- The interim coach says "today, just maybe, the healing process started to begin"
- The interim president says he wants to show Penn State is a "caring community"
- Scores of fans gather outside Joe Paterno's home to show support
- Fans hold moment of silence before game, many wearing blue
Tens of thousands packed Penn State's football stadium Saturday, cheering the Nittany Lions for the first time since graphic child sexual abuse allegations rocked the university and led to the ouster of its president and iconic football coach.
The Nittany Lions lost the game -- the first in 46 years without Joe Paterno as head coach -- 17-14 to Nebraska. But the man who replaced Paterno said that the actions of fans and players Saturday sent a message against sexual abuse and helped them personally come to grips after an emotional week.

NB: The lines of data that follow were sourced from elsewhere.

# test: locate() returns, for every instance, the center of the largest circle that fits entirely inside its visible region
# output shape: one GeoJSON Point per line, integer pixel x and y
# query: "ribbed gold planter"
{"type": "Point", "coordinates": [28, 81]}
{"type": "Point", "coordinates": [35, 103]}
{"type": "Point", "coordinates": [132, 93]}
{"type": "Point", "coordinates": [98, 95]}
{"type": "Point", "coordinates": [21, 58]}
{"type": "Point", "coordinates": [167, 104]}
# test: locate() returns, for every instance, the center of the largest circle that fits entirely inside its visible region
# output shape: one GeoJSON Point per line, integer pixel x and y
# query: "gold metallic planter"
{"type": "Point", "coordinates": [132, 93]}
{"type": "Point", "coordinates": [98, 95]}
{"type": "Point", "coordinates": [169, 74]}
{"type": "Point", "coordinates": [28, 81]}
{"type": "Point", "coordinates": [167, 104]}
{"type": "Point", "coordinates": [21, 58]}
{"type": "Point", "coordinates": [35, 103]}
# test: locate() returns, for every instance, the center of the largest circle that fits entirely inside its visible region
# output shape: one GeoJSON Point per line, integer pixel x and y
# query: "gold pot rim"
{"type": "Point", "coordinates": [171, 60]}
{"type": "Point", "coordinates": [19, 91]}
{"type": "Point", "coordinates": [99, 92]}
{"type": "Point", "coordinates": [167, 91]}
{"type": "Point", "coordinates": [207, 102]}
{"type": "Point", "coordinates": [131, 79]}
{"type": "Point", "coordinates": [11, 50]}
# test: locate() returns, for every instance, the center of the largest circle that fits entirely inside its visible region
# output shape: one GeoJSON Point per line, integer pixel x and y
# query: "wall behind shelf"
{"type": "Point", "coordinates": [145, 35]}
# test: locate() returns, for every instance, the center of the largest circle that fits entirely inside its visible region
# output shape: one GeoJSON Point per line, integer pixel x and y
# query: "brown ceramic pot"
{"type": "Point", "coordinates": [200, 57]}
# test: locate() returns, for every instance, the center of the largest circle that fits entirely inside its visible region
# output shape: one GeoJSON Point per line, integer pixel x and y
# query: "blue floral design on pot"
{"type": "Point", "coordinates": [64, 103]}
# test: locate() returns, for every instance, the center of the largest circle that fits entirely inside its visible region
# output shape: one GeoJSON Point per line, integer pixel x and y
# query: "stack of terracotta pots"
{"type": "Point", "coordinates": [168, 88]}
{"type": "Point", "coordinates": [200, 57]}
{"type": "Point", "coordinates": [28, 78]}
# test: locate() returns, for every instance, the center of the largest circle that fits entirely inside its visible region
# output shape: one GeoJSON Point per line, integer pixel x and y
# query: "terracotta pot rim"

"It was a day of solidarity for the children, for the victims -- it was a touching moment," interim coach Tom Bradley said of the crowd's demeanor and emotional pre-game ceremonies focused on child abuse. "I felt that today, just maybe, the healing process started to begin."
A moment of silence was held before the game in honor of the alleged victims. Current and former players from Penn State and Nebraska locked arms amid thunderous applause from more than 100,000 fans -- many of them wearing blue, to focus attention on child abuse -- in attendance.
Interim Penn State President Rodney Erickson said Saturday that it was important for the Penn State community, led by the team's players, to "show unity" for one another and in opposition to child sex abuse. Doing so, he said, is particularly important in the wake of the flood of emotions, including on-campus rioting, that followed Paterno's firing.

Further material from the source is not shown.